Sans guide, la tâche est trop difficile. Heureusement, Caëfann, le Hob, colosse mi-homme, mi-lion, seul survivant d’une race ancienne, veut protéger les humains, les réconcilier avec les forces magiques de la nature et les aider à se débarrasser de la religion qui proscrit toute magie. Il voit en Aren la magicienne idéale pour accomplir ce dessein. Il voit aussi en elle une possible compagne qui pourrait assurer une descendance à son peuple disparu. Le Hob saura éveiller en Aren la magie enfouie qui lui permettra de combattre les mercenaires, les spectres, les estorves, les faën, les nouglins, les pikkas ou autre loakal. Jusqu’à l’affrontement avec le grand-mage du baron de Morech, ancien maître des lieux.
Le pacte
Symboliquement, les choses ont le mérite d’être claires. Grâce ou à cause de la magie, Aren perd ses proches, découvre un nouvel ami, se découvre des pouvoirs qu’elle ignorait. Eveil de la magie, éveil des sens, de la sexualité, rupture avec le passé, c’est le fantasme de l’adolescence, dont l’énergie magique est celle du désir et de la vitalité féminine. Cette sensualité naissante était cachée, elle devient visible. Elle fait peur et elle attire. Elle donne du pouvoir sur les hommes (elle ne combat que des mâles) et sur soi (l’attaque de son double loakal). Le roman est d’ailleurs structuré en saisons : le printemps (la fin de la dépendance et la renaissance), l’été (la croissance des pouvoirs et l’exubérance). L’automne n’est traité qu’en trois pages, en forme d’épilogue.

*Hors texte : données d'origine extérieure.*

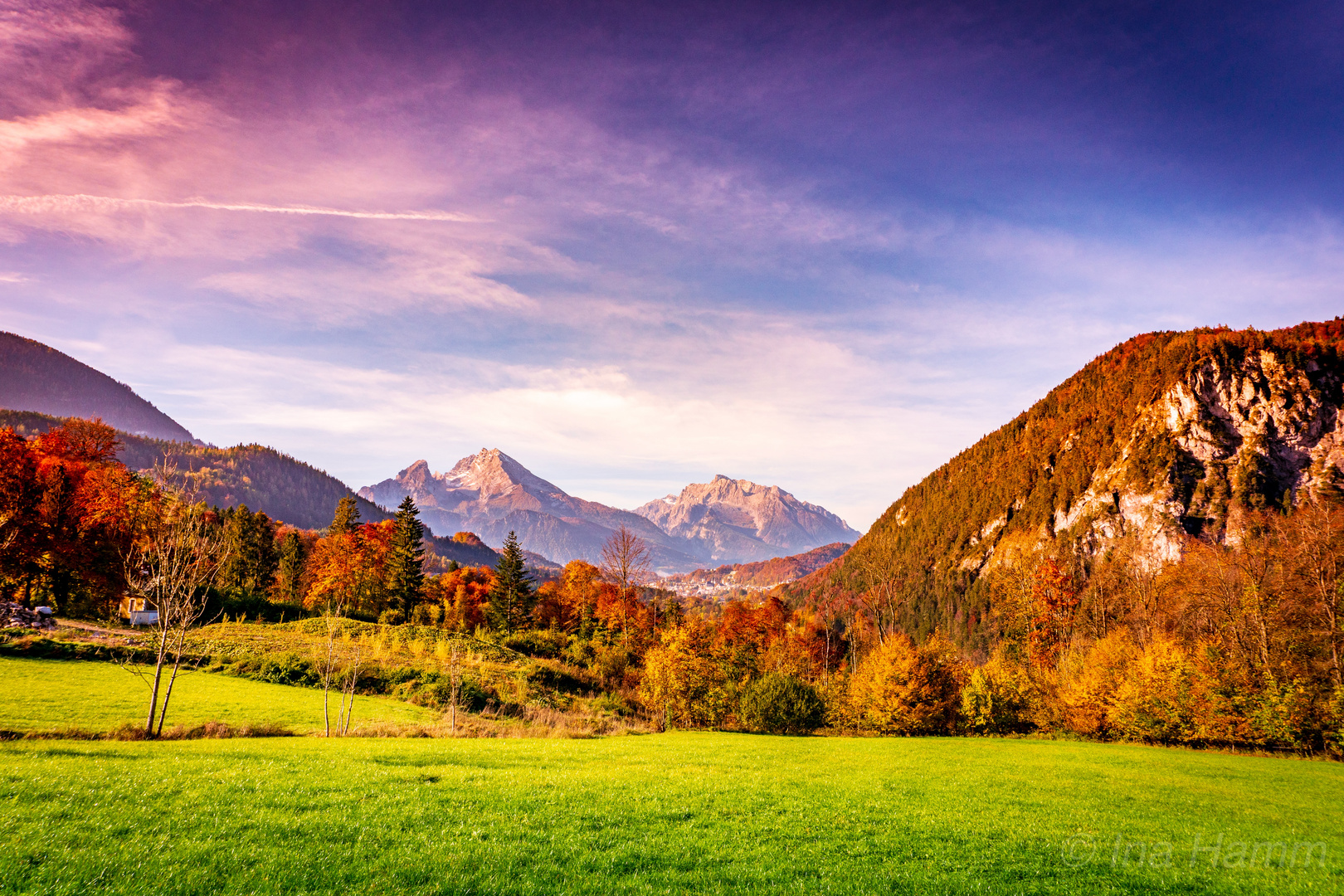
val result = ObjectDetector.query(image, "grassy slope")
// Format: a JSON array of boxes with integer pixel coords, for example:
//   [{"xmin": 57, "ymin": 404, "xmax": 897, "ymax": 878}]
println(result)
[
  {"xmin": 0, "ymin": 733, "xmax": 1344, "ymax": 894},
  {"xmin": 0, "ymin": 657, "xmax": 437, "ymax": 733}
]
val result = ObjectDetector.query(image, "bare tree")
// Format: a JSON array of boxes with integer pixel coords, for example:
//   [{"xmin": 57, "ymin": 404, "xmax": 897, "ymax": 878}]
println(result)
[
  {"xmin": 845, "ymin": 525, "xmax": 908, "ymax": 644},
  {"xmin": 449, "ymin": 644, "xmax": 462, "ymax": 738},
  {"xmin": 602, "ymin": 523, "xmax": 653, "ymax": 636},
  {"xmin": 124, "ymin": 495, "xmax": 227, "ymax": 738}
]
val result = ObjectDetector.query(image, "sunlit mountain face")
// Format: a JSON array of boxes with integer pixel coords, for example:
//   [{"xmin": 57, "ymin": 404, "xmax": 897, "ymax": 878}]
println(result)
[{"xmin": 0, "ymin": 0, "xmax": 1344, "ymax": 531}]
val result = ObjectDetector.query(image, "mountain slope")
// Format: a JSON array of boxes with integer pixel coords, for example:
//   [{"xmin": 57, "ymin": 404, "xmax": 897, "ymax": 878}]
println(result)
[
  {"xmin": 0, "ymin": 332, "xmax": 195, "ymax": 442},
  {"xmin": 659, "ymin": 542, "xmax": 850, "ymax": 597},
  {"xmin": 635, "ymin": 475, "xmax": 859, "ymax": 562},
  {"xmin": 0, "ymin": 411, "xmax": 391, "ymax": 529},
  {"xmin": 796, "ymin": 319, "xmax": 1344, "ymax": 642},
  {"xmin": 359, "ymin": 449, "xmax": 704, "ymax": 571}
]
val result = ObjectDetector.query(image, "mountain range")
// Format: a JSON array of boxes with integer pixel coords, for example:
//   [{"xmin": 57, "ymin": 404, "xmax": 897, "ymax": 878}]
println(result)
[
  {"xmin": 359, "ymin": 449, "xmax": 859, "ymax": 572},
  {"xmin": 0, "ymin": 334, "xmax": 858, "ymax": 572},
  {"xmin": 635, "ymin": 475, "xmax": 859, "ymax": 562}
]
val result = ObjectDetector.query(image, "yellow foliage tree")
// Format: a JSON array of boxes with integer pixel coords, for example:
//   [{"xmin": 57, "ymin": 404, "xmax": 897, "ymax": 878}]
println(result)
[
  {"xmin": 640, "ymin": 619, "xmax": 723, "ymax": 728},
  {"xmin": 850, "ymin": 633, "xmax": 967, "ymax": 735}
]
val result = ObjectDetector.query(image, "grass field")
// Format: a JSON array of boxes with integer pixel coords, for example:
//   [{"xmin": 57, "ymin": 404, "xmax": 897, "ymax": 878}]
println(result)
[
  {"xmin": 0, "ymin": 657, "xmax": 438, "ymax": 733},
  {"xmin": 0, "ymin": 733, "xmax": 1344, "ymax": 894}
]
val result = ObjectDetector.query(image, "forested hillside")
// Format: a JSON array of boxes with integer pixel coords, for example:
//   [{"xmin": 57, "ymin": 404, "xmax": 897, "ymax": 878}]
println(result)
[
  {"xmin": 791, "ymin": 319, "xmax": 1344, "ymax": 650},
  {"xmin": 659, "ymin": 542, "xmax": 850, "ymax": 594},
  {"xmin": 0, "ymin": 411, "xmax": 391, "ymax": 529},
  {"xmin": 0, "ymin": 334, "xmax": 193, "ymax": 442}
]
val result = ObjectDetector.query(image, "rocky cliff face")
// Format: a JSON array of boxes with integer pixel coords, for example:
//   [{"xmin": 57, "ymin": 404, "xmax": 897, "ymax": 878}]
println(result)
[
  {"xmin": 850, "ymin": 319, "xmax": 1344, "ymax": 596},
  {"xmin": 359, "ymin": 449, "xmax": 703, "ymax": 571},
  {"xmin": 635, "ymin": 475, "xmax": 859, "ymax": 562},
  {"xmin": 1032, "ymin": 347, "xmax": 1344, "ymax": 560}
]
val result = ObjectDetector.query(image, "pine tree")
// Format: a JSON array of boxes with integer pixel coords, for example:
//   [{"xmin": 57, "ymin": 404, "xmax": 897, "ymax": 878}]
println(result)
[
  {"xmin": 387, "ymin": 494, "xmax": 425, "ymax": 619},
  {"xmin": 488, "ymin": 532, "xmax": 536, "ymax": 634},
  {"xmin": 275, "ymin": 532, "xmax": 306, "ymax": 603},
  {"xmin": 327, "ymin": 494, "xmax": 359, "ymax": 534}
]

Aren ne choisit pas d’aimer Caëfann. Elle va le chercher pour sauver le village. Il propose un marché (le pacte) : il sauvera les habitants si le Conseil des Anciens lui désigne une compagne. Esseulée, privée de famille, Aren se sacrifie. Elle s’offre au monstre pour protéger sa tribu. Elle tombera peu à peu sous le charme du Hob, des caresses de sa queue (c’est un homme-fauve) et les attentions pénétrantes de celui dont la force physique est supérieure, mais la force magique inférieure à celle d’Aren.
Les romans de Patricia Briggs sont intéressants en ce qu’ils renouvellent toujours sur le fond les vieilles rengaines du genre. Le personnage central est une jeune femme, déjà mariée, dont les pouvoirs naissants sont vécus, autre métaphore sexuelle, comme une tâche. Sans attache, elle décide de défendre ceux qui la rejettent. Elle se lie à un monstre, à la nature (une métaphore biologique) et sa quête est de sauver, contre les démons, la présence des humains dans la montagne. Elle apprécie, chez le Hob, le personnage hors norme, qui l’extrait de sa condition et lui fait tutoyer la magie céleste et l’esprit de la terre. Le Hob est à la fois un magicien, un mentor, un medium de la nature, un garde du corps, un protecteur, un ami et presque un amant. Il soigne les blessures (de la séparation) et parle à la montagne.
D’un thème classique, Patricia Briggs parvient à faire une fiction personnelle, une œuvre intime, où les héros et les démons sont revisités.
Un roman de jouvence qu’on aurait aimé voir grandir par la suite.